Working Paper: Colombian Charter School ManagementSkip to content Skip to main navigation
Working Paper: Colombian Charter School Management
In this study of charter school management of teachers and resources in Bogotá, D. Brent Edwards Jr. and Stephanie M. Hall build on research from a 2015 NCSPE working paper by Edwards and Hilary Hartley focused on the authorization and evaluation of charter schools in Colombia’s capital. Among the authors’ salient findings is that teachers in Bogotá’s charter schools must be more credentialed than their counterparts at traditional public schools yet they work longer hours, earn less money, and have no job security.
By D. Brent Edwards Jr. and Stephanie M. Hall
Working Paper No. 234
National Center for the Study of Privatization in Education
How traditional public schools (TPSs) and charter schools hire and manage teachers as well as acquire and allocate resources constitute central differences in administrative practice. While TPSs tend to abide by strict protocol for hiring and supervising teachers, charter schools typically exercise significant autonomy in both domains, choosing faculty by fit rather than specific credentials and employing at-will job contracts. Charter schools likewise exhibit greater independence in how they obtain and spend funds.
Some of these differences hold abroad, too, and in telling ways, as D. Brent Edwards Jr. and Stephanie M. Hall convey in this working paper on charter schools in Bogotá, entitled “Colombian Charter School Management.” Edwards and Hall build on research from a 2015 NCSPE working paper by Edwards and Hilary Hartley focused on the authorization and evaluation of charter schools in Bogotá. Called Concession Schools (Colegios en Concesión, or CECs), charters were introduced in Bogotá in 1999 to address insufficient access to quality education. By 2003, CECs totaled 25 and stood at that number until 2015, when three were closed; in 2016, the Bogotá City Council authorized the opening of 15 new CECs. With approximately 1,300 students in each school, CECs now account for 5.5 percent of the nearly 1 million students in the capital’s primary and secondary public schools.

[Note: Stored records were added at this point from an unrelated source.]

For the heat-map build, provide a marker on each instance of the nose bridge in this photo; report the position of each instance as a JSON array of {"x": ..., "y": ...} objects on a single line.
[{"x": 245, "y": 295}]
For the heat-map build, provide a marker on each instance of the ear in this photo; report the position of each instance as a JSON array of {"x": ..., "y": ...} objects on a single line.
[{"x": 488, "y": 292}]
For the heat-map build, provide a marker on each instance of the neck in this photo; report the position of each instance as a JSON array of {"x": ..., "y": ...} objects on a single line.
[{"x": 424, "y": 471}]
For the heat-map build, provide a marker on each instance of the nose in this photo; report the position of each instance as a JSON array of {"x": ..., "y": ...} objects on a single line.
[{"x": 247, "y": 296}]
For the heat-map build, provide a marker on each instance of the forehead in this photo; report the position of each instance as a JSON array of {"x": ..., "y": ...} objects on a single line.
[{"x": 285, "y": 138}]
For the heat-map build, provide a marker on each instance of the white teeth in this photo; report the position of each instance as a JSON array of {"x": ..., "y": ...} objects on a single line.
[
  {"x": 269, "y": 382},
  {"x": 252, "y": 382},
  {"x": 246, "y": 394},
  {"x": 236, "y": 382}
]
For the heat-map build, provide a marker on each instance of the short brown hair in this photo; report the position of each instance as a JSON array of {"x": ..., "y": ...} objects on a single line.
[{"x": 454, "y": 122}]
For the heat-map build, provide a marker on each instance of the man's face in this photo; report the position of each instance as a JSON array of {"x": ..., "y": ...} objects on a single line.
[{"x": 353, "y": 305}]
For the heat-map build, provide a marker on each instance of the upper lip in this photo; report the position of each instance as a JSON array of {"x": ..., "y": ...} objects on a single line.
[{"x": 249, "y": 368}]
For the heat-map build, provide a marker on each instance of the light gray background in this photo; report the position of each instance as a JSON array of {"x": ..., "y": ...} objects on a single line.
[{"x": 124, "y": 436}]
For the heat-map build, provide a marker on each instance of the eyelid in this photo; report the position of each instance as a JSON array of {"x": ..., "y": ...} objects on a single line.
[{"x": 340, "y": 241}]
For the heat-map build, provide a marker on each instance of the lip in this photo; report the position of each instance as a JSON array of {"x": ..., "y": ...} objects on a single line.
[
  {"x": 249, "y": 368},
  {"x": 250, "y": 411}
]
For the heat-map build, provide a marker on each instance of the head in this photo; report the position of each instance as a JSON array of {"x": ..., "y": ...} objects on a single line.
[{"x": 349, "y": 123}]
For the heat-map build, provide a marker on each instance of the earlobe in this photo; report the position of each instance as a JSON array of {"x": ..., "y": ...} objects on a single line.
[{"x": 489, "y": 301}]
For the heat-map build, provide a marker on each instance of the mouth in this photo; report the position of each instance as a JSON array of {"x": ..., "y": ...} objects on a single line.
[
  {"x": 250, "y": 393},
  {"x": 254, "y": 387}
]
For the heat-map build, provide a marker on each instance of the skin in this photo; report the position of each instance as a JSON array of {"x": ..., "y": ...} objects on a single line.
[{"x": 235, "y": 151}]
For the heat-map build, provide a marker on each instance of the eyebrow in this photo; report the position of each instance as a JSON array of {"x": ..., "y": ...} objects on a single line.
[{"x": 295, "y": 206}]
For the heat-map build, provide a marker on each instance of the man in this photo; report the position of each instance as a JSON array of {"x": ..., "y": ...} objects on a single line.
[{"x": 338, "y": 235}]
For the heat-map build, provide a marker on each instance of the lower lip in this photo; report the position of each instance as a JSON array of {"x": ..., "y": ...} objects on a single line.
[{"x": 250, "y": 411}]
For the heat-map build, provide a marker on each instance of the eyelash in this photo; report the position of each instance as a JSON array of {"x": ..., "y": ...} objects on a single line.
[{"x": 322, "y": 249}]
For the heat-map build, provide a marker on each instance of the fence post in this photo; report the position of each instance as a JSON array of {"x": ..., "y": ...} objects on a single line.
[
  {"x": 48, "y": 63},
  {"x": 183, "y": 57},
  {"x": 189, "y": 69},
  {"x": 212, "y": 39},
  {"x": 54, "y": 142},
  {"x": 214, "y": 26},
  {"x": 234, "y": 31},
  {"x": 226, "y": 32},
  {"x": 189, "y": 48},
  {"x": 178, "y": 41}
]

Edwards and Hall open with a review of the literature on school operations and proceed to explain in detail how teacher management and resource acquisition at CECs differ from practices at Colombia’s TPSs. Among the authors’ salient findings is that teachers at CECs must be more credentialed than their TPS counterparts yet they work longer hours, earn less money, and have no job security. The authors base their study on statistical digests, CEC contracts and budgets, and interviews with a range of 38 stakeholders, from Colombian government ministers and program evaluators to CEC and TPS principals. Coupled with the 2015 NCSPE working paper by Edwards and Hartley, this analysis by Edwards and Hall provides at once a clear picture of school choice in Colombia and an alternative paradigm for comparative assessment.